I feel a bit guilty about not helping her with a lawyer because I don't want to come across as the bad guy who is trying to f- her over, which is I know what she will tell everyone. 

I guess I just wanted to get this off my chest by talking about it here and to ask if anyone else wants to share their experience with attorney expenses during their divorce?

Thanks,


----------



## honcho (Oct 5, 2013)

Each and every state is different, in my state one lawyer cant do a co-divorce, they can only give advice and represent one person. They cant even answer a simple legal question for the other spouse. 

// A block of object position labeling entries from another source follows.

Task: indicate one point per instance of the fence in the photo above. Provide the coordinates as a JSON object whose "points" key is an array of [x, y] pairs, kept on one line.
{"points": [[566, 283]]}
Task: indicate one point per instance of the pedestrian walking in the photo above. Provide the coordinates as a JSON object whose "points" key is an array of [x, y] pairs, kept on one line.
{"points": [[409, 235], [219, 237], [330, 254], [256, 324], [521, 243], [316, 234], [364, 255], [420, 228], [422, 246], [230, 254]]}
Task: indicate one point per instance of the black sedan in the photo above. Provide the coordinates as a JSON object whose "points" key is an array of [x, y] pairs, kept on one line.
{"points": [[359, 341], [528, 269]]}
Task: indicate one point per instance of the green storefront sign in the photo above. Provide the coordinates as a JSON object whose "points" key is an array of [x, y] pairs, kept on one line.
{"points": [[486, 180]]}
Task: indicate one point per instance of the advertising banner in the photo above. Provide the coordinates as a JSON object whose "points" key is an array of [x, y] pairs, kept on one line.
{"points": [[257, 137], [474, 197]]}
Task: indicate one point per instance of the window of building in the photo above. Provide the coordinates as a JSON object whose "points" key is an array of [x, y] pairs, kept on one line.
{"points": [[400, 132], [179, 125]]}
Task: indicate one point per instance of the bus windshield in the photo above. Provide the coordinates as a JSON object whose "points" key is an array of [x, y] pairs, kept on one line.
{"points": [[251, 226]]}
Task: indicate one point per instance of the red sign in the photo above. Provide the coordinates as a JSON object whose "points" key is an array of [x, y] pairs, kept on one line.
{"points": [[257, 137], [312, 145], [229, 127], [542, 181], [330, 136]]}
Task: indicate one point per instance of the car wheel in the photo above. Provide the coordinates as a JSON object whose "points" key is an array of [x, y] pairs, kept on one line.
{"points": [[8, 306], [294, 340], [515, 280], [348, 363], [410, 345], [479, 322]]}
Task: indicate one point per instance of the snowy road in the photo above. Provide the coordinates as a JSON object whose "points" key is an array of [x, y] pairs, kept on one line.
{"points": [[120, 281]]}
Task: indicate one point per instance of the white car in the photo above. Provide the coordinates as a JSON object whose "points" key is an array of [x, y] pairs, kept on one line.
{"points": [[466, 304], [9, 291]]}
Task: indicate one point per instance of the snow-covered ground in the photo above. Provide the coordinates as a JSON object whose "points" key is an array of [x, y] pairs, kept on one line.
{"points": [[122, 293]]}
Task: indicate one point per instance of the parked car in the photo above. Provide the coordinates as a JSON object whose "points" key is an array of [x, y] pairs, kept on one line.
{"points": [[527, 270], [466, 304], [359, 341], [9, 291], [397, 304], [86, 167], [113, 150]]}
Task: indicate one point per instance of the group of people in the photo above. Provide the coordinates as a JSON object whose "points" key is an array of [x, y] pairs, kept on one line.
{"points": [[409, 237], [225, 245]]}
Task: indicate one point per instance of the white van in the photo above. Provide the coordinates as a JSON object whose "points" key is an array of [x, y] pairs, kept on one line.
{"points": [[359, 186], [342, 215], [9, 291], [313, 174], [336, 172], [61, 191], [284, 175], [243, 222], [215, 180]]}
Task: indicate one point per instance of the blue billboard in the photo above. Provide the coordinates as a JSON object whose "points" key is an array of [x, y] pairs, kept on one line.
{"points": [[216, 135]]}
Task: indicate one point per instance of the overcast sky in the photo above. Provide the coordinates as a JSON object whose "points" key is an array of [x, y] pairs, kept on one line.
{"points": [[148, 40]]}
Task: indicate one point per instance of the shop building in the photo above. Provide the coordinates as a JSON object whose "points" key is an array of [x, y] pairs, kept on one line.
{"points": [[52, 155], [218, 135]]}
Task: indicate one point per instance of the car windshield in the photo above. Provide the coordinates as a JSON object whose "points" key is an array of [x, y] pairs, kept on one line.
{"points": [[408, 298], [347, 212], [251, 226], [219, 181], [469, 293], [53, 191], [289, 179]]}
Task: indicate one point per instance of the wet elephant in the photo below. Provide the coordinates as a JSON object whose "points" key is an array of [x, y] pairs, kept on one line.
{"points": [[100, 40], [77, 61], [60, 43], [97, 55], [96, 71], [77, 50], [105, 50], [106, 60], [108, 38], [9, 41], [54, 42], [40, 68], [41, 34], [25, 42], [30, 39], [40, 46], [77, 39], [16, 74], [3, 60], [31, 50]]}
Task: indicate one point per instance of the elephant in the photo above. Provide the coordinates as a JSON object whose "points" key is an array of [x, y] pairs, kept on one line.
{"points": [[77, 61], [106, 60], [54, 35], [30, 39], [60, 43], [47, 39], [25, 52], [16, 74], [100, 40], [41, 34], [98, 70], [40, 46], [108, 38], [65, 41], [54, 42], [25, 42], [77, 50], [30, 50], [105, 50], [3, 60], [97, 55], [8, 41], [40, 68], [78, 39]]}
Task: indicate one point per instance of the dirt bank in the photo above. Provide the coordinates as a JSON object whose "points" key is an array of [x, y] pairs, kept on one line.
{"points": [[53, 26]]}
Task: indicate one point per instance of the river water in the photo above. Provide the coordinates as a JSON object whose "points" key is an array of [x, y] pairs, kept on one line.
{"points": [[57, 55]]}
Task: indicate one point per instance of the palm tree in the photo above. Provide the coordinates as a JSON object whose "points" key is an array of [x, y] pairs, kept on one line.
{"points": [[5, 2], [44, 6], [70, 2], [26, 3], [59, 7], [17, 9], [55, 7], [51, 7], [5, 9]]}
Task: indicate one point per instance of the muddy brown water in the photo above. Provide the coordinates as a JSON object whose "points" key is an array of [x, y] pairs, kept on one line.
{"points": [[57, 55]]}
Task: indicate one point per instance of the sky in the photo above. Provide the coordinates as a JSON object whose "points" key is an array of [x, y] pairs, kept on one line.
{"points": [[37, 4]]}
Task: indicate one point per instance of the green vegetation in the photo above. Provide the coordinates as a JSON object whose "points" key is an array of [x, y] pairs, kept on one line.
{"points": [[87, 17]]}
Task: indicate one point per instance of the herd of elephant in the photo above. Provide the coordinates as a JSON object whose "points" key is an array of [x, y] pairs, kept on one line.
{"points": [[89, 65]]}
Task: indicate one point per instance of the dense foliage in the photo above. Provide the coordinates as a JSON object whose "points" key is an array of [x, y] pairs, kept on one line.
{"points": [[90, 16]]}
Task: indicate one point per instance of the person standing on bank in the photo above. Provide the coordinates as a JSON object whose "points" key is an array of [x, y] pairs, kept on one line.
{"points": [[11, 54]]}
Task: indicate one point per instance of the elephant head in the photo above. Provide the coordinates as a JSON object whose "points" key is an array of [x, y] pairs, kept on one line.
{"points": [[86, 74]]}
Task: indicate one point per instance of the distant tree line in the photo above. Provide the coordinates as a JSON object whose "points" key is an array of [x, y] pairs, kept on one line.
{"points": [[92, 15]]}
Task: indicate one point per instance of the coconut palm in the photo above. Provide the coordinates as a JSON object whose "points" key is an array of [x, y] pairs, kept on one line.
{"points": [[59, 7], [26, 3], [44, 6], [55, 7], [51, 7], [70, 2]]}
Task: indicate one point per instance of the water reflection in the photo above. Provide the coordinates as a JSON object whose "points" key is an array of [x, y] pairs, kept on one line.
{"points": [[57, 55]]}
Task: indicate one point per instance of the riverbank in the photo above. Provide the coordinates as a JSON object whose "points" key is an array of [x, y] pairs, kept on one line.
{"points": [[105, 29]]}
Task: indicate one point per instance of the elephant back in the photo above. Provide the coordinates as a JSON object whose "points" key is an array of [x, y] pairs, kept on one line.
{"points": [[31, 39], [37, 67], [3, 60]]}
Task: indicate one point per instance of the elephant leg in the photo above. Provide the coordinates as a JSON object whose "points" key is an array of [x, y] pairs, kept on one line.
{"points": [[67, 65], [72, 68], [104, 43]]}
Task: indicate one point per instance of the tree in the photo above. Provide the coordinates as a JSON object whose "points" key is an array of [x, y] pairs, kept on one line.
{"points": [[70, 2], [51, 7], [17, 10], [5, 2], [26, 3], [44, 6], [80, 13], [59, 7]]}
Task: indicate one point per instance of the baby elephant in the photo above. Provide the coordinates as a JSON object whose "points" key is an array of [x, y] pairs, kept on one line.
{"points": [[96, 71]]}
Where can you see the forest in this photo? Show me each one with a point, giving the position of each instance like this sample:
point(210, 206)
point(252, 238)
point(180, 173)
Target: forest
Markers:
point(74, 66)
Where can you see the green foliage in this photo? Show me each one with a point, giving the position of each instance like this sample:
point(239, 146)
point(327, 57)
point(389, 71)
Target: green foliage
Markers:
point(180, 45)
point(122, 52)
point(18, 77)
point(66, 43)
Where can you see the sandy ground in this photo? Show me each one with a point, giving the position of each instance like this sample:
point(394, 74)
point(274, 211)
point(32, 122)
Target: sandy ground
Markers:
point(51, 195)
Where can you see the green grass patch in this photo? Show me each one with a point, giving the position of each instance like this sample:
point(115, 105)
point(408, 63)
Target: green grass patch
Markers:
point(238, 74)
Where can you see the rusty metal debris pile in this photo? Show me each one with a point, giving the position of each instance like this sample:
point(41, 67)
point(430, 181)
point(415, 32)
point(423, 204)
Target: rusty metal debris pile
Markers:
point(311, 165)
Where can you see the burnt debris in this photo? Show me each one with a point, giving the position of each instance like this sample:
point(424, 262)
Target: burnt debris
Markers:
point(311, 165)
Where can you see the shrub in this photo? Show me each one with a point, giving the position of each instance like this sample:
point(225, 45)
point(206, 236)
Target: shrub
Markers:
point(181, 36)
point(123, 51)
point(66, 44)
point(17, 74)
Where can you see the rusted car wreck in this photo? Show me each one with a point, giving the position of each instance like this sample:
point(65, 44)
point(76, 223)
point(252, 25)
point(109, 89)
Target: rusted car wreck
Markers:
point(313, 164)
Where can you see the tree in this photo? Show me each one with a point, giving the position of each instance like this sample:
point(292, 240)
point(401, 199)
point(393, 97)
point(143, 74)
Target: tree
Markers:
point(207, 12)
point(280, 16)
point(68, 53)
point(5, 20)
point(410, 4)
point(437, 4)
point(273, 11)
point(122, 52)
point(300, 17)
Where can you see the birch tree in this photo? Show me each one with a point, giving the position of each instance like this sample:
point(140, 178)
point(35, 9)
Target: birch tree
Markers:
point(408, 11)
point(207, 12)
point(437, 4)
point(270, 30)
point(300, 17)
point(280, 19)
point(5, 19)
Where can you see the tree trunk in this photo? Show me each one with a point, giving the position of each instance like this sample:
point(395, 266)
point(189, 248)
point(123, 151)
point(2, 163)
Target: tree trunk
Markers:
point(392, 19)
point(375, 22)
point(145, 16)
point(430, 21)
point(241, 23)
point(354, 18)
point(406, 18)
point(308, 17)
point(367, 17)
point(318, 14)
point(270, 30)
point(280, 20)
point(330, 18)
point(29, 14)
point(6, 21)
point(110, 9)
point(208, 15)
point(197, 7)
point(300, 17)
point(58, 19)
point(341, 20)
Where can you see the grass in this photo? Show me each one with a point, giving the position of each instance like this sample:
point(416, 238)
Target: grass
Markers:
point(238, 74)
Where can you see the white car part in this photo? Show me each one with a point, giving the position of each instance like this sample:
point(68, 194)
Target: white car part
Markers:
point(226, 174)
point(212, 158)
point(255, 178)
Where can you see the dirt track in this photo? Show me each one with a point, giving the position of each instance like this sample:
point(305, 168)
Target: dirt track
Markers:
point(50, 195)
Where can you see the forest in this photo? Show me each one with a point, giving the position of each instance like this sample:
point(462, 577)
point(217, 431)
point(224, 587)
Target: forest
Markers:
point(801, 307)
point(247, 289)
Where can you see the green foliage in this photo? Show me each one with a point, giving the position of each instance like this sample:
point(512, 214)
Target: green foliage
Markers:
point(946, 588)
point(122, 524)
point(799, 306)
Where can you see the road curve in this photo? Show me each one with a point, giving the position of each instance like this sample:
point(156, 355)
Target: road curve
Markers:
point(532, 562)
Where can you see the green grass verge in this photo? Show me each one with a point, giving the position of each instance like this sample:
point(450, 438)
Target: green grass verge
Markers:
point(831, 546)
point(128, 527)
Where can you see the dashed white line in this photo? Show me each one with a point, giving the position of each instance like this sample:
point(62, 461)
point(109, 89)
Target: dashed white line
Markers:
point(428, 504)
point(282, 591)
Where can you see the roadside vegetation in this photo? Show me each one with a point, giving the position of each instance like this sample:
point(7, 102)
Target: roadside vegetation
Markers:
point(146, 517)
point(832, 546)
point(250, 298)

She can petition to court to have her attorney paid with marital funds and again it really depends on the state and the overall finances. She is entitled to legal representation and she could ask the state to assign legal help if no funds are available. 

If you make twice what she does she will most likely receive more than what you are offering and your lawyer should have already given you a pretty good idea of what that is. Legal fees are the great abyss in divorce. Until she talks to a lawyer she and get a good idea of what she may or may not get most of your discussions are going to be futile. 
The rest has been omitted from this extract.